# wtb black wire guides



## catchin em (Mar 10, 2011)

I've been looking and can't seem to find any. I want to wrap a new cobia rod and I'm looking for the black wire guides. if anyone has a lead on them please let me know


----------



## startzc (Feb 4, 2013)

If you are talking about the darker gunmetal colored chrome ones we got ours from half hitch in destin. If you are talking black black no clue.


----------



## noodlez94 (Mar 27, 2013)

A Option if you don't find any and if you know some one that can powder coat them cheap maybe just a idea don't know how well it will work out


----------



## catchin em (Mar 10, 2011)

i think the ones I'm talking about are black, I've never had them before but I've seen them on rods and they looked like black wire guides to me... i could be wrong


----------



## tiderider (Oct 1, 2007)

You are probably looking for black Perfection wire guides. Half Hitch had them a year ago, who knows now. Supposedly they are still in business and making guides but finding a source to buy them is a struggle.

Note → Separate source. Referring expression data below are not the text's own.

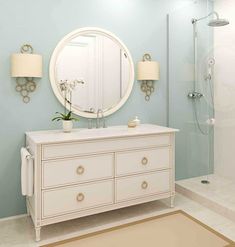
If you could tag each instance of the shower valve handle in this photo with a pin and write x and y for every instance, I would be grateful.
(195, 95)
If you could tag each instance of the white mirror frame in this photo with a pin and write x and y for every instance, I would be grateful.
(61, 45)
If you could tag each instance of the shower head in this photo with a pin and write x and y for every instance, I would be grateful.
(218, 23)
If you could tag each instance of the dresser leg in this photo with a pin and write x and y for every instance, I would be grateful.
(38, 233)
(172, 201)
(27, 208)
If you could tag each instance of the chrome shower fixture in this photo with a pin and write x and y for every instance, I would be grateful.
(217, 22)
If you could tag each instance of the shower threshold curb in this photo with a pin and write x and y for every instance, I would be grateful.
(205, 201)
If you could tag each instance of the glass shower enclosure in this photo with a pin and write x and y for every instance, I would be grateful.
(190, 87)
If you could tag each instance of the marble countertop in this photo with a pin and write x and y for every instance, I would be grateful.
(55, 136)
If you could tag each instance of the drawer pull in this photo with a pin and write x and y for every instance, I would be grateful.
(144, 185)
(144, 161)
(80, 170)
(80, 197)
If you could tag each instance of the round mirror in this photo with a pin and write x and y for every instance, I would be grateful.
(98, 69)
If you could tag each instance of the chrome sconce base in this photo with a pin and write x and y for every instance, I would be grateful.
(147, 87)
(25, 86)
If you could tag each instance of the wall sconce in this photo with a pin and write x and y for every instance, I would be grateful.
(147, 72)
(26, 66)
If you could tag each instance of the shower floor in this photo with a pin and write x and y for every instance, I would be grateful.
(219, 195)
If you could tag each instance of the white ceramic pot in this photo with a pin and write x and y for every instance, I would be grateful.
(67, 125)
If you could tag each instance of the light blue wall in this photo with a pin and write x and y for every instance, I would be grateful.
(141, 24)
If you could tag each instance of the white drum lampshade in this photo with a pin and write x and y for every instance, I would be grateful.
(26, 65)
(148, 71)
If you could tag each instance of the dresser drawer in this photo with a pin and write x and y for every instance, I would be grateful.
(63, 150)
(143, 185)
(70, 171)
(142, 160)
(77, 198)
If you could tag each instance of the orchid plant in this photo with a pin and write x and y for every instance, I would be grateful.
(67, 88)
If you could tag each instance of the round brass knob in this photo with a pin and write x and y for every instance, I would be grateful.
(144, 185)
(144, 161)
(80, 170)
(80, 197)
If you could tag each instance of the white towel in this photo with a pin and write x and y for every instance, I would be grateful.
(26, 173)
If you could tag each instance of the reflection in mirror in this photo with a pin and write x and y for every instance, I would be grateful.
(102, 64)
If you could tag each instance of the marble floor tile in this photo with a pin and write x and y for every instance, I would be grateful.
(20, 232)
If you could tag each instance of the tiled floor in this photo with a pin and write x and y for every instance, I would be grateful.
(20, 233)
(219, 194)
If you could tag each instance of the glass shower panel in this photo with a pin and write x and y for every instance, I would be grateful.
(189, 52)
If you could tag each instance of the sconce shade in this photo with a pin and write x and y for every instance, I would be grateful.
(26, 65)
(148, 70)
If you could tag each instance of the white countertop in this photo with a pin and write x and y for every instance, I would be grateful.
(55, 136)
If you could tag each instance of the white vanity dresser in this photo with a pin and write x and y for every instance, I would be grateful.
(87, 172)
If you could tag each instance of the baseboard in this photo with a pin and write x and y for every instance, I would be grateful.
(13, 217)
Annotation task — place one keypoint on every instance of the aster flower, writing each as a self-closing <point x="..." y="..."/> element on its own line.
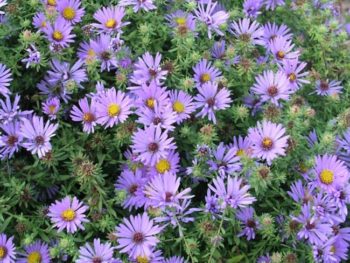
<point x="329" y="172"/>
<point x="210" y="99"/>
<point x="36" y="252"/>
<point x="5" y="79"/>
<point x="204" y="72"/>
<point x="99" y="252"/>
<point x="7" y="249"/>
<point x="51" y="107"/>
<point x="151" y="144"/>
<point x="37" y="135"/>
<point x="249" y="224"/>
<point x="328" y="88"/>
<point x="68" y="214"/>
<point x="208" y="14"/>
<point x="10" y="139"/>
<point x="268" y="140"/>
<point x="272" y="87"/>
<point x="70" y="10"/>
<point x="234" y="194"/>
<point x="182" y="105"/>
<point x="113" y="107"/>
<point x="133" y="183"/>
<point x="248" y="31"/>
<point x="136" y="235"/>
<point x="225" y="160"/>
<point x="85" y="113"/>
<point x="312" y="228"/>
<point x="146" y="5"/>
<point x="162" y="191"/>
<point x="110" y="19"/>
<point x="60" y="33"/>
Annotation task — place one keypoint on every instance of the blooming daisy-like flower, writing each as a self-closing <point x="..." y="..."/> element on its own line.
<point x="272" y="87"/>
<point x="7" y="249"/>
<point x="113" y="107"/>
<point x="234" y="194"/>
<point x="292" y="68"/>
<point x="5" y="79"/>
<point x="36" y="252"/>
<point x="68" y="214"/>
<point x="248" y="31"/>
<point x="70" y="10"/>
<point x="204" y="72"/>
<point x="208" y="13"/>
<point x="162" y="191"/>
<point x="98" y="253"/>
<point x="50" y="107"/>
<point x="60" y="33"/>
<point x="86" y="114"/>
<point x="136" y="235"/>
<point x="225" y="160"/>
<point x="268" y="140"/>
<point x="133" y="183"/>
<point x="151" y="144"/>
<point x="182" y="104"/>
<point x="10" y="139"/>
<point x="37" y="135"/>
<point x="210" y="99"/>
<point x="249" y="224"/>
<point x="330" y="172"/>
<point x="328" y="88"/>
<point x="110" y="19"/>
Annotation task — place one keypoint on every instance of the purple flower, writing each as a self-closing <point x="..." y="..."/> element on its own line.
<point x="328" y="88"/>
<point x="51" y="107"/>
<point x="210" y="99"/>
<point x="113" y="107"/>
<point x="102" y="253"/>
<point x="36" y="252"/>
<point x="234" y="194"/>
<point x="213" y="18"/>
<point x="151" y="144"/>
<point x="110" y="19"/>
<point x="86" y="114"/>
<point x="7" y="249"/>
<point x="37" y="135"/>
<point x="68" y="214"/>
<point x="136" y="235"/>
<point x="60" y="33"/>
<point x="249" y="224"/>
<point x="5" y="79"/>
<point x="70" y="10"/>
<point x="226" y="161"/>
<point x="272" y="87"/>
<point x="10" y="139"/>
<point x="204" y="72"/>
<point x="268" y="140"/>
<point x="248" y="31"/>
<point x="163" y="191"/>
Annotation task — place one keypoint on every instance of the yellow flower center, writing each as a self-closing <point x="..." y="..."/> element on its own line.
<point x="163" y="166"/>
<point x="111" y="23"/>
<point x="113" y="109"/>
<point x="3" y="252"/>
<point x="57" y="35"/>
<point x="68" y="215"/>
<point x="150" y="103"/>
<point x="327" y="176"/>
<point x="205" y="77"/>
<point x="68" y="13"/>
<point x="180" y="21"/>
<point x="178" y="106"/>
<point x="34" y="257"/>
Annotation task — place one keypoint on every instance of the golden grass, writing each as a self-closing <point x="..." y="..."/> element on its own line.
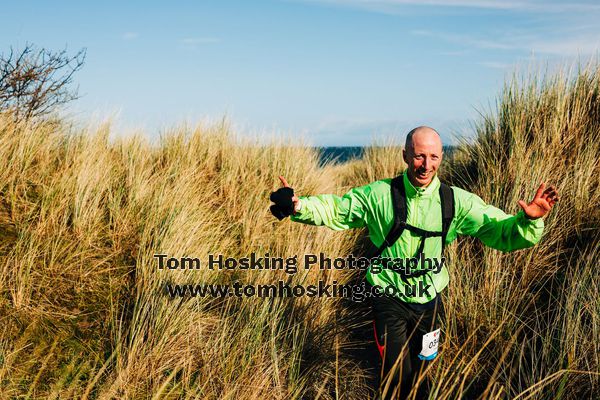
<point x="83" y="311"/>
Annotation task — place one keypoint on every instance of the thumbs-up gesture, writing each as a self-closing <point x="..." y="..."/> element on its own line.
<point x="542" y="202"/>
<point x="284" y="199"/>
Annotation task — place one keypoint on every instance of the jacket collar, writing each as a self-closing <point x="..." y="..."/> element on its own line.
<point x="412" y="191"/>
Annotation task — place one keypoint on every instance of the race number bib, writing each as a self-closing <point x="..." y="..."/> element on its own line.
<point x="431" y="342"/>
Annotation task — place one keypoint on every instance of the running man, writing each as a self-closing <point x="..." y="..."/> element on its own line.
<point x="415" y="216"/>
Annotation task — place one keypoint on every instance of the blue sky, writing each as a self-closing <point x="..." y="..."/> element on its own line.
<point x="338" y="72"/>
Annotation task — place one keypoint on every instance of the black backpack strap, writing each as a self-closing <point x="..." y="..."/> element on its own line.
<point x="447" y="202"/>
<point x="400" y="213"/>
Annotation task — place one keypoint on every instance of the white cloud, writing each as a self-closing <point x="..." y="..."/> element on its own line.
<point x="193" y="41"/>
<point x="495" y="65"/>
<point x="537" y="6"/>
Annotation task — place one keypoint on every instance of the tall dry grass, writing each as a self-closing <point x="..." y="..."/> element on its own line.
<point x="84" y="314"/>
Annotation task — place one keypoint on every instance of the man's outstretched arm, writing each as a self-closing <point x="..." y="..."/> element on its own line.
<point x="348" y="211"/>
<point x="499" y="230"/>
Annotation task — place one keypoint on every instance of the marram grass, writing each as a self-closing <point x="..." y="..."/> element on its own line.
<point x="84" y="314"/>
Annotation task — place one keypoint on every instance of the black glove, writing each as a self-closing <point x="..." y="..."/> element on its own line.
<point x="284" y="206"/>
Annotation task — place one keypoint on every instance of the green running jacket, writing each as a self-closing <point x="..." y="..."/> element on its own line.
<point x="371" y="206"/>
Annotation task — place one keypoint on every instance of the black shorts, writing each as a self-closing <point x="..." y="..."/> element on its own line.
<point x="399" y="325"/>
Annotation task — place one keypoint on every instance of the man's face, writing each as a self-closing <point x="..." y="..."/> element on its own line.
<point x="423" y="157"/>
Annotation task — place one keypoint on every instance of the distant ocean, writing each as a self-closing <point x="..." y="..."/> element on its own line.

PS, these guys show having some of the sizes. Give them a call they may actually have them. http://www.thesurfcaster.com/product/Perfection_Black_Wire_Guide/Guides

Fisherman's Headquarters shows having all sizes of the stainless colored Perfection guides. I've had good success painting the silver guides black.
http://www.fishermansheadquarters.com/equip_perfection_guides.htm


----------



## AustinP (Feb 26, 2012)

I have a full set, they are used, plus a few extras sizes 70-10 making 9 total, if you're interested throw your price at me, I wont be insulted by an offer.


----------



## Jackin' 'Em Up (Dec 31, 2013)

Unless you have a tight budget, I think the fuji k guides would be better on a cobia rod


----------